According to Al-Ghwell, the absence of a proper security infrastructure will make it relatively easy for AQAP to move fighters and weapons into Sudan to support cells there, or use the country as a transit point to sustain the operations of AQIM.
“A recent article in the Long War Journal says that an Al-Qaeda ideologue has called for holy war in Sudan and provided guidelines for supporters looking to join the fight. The book, which was compiled by the ideologue Abu Hudhayfah Al-Sudani and released by an extremist publishing house believed to be linked to AQAP, provides ideological justification and guidelines for waging holy war against the Sudanese state, as well as rules for prospective extremists to follow when forming a new entity,” he said.
Although multiple ceasefire agreements between the SAF and RSF have been reached since fighting first erupted in Sudan, they have quickly broken down, with both sides trading blame for the collapse.
Al-Ghwell says that humanitarian aid such as water, shelter, food and medical assistance must be provided to fleeing civilians as well as the internally displaced, while financial support is vital to help stabilize the economy and nip a resurgence of extremism in the bud.
Looking to the future, he says, the international community should take pre-emptive action by sharing intelligence with, and training, Sudanese security forces to prevent the spread of extremist groups that could take advantage of the power vacuum.
When the fighting between Al-Burhan and Dagalo will end remains unclear. Both factions have claimed territorial control over key areas in Khartoum and other parts of the country.
Fayez, a Sudanese civilian who wanted to be identified only by his first name, recently shared with Kuwait Weekly his thoughts on having to flee his homeland and his fears for the future.
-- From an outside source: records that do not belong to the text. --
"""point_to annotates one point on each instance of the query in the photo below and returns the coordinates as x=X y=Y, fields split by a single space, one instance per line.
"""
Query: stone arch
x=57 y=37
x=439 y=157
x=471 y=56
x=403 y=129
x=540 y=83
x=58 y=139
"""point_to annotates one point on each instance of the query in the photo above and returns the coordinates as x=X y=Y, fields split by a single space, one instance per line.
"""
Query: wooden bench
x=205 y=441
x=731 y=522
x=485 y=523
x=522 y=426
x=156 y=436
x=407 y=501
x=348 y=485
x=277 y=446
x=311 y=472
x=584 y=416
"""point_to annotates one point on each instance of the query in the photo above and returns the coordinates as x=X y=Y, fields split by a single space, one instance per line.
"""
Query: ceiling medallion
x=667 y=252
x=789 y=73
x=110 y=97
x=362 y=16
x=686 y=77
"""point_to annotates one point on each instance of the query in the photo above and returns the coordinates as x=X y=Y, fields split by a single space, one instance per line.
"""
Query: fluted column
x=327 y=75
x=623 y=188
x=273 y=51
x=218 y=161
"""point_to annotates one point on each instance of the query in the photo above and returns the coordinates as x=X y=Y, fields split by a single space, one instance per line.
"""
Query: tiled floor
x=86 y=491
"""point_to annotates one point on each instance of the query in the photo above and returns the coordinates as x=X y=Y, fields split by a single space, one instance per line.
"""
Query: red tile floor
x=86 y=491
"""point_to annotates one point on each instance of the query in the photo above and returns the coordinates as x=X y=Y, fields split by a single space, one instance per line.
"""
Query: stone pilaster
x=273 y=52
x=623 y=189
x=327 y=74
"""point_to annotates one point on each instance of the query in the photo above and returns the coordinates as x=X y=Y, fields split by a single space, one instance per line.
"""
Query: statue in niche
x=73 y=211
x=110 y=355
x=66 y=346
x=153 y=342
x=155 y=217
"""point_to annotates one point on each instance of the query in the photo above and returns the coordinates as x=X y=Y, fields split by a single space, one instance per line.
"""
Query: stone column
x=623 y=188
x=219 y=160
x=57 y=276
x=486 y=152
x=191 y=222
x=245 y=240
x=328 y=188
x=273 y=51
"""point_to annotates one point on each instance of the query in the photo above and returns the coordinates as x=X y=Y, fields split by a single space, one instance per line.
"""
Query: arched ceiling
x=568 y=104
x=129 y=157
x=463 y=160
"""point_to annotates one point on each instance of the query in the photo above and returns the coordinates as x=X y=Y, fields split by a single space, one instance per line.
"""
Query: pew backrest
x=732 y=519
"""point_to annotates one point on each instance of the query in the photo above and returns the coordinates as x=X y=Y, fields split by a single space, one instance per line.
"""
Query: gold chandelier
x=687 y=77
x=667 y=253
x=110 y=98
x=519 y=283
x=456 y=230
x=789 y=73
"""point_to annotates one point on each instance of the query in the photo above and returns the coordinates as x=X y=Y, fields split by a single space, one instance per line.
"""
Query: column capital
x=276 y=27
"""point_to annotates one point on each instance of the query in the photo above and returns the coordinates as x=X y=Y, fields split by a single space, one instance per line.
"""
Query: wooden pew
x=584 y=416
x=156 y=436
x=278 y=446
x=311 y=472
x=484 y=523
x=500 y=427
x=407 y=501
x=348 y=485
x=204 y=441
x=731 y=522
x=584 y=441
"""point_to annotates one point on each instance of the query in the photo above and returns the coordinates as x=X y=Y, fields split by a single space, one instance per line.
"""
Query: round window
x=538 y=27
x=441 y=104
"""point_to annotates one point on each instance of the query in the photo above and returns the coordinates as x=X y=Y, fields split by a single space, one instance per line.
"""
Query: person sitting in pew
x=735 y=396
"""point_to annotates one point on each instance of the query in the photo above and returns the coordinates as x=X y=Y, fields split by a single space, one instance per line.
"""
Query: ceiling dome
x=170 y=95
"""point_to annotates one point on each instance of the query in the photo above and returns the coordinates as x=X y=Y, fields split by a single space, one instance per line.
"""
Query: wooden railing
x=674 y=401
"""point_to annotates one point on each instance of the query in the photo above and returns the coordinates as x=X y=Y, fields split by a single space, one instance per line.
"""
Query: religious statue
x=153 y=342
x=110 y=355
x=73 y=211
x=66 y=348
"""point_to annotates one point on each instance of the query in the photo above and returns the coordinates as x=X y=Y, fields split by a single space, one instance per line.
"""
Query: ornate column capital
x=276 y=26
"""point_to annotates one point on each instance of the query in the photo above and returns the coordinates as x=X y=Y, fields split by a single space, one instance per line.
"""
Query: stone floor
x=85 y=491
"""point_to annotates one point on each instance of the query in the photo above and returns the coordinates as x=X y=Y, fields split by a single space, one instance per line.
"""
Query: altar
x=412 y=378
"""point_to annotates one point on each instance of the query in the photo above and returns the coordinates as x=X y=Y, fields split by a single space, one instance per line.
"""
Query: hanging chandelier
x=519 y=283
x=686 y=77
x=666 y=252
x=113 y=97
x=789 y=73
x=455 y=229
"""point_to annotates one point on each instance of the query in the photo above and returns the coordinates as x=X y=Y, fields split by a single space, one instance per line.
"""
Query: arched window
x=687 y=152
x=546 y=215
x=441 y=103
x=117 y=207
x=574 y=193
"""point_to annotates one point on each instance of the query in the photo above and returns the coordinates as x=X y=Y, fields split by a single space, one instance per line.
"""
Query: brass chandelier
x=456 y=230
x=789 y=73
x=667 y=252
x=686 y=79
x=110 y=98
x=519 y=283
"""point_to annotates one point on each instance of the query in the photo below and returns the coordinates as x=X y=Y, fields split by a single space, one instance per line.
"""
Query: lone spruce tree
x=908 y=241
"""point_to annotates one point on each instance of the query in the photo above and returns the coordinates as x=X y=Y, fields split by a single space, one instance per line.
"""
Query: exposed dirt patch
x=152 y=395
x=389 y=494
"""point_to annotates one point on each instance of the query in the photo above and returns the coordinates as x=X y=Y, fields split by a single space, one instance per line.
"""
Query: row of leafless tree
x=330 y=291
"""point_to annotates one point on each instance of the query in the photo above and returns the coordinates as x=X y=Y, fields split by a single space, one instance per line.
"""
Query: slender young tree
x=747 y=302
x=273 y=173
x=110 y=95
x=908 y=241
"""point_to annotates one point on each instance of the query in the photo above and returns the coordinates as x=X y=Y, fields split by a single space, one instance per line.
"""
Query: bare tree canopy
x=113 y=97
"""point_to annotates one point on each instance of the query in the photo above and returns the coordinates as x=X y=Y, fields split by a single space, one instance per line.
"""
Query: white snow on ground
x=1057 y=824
He was exhausted after completing a perilous journey from Sudan through the northern border into Egypt along with his new bride.
“We managed, we survived. I don’t know what Sudan will turn into; I dread to think about it. Rather than waking up to the sound of prayer, my loved ones who are still stuck there are waking up to the sound of explosions,” Fayez said.
“I pray for their safety, I pray for my country, I pray we don’t turn into the worst version of ourselves and the worst, and wrong version of Islam, and kill each other under false ideologies.”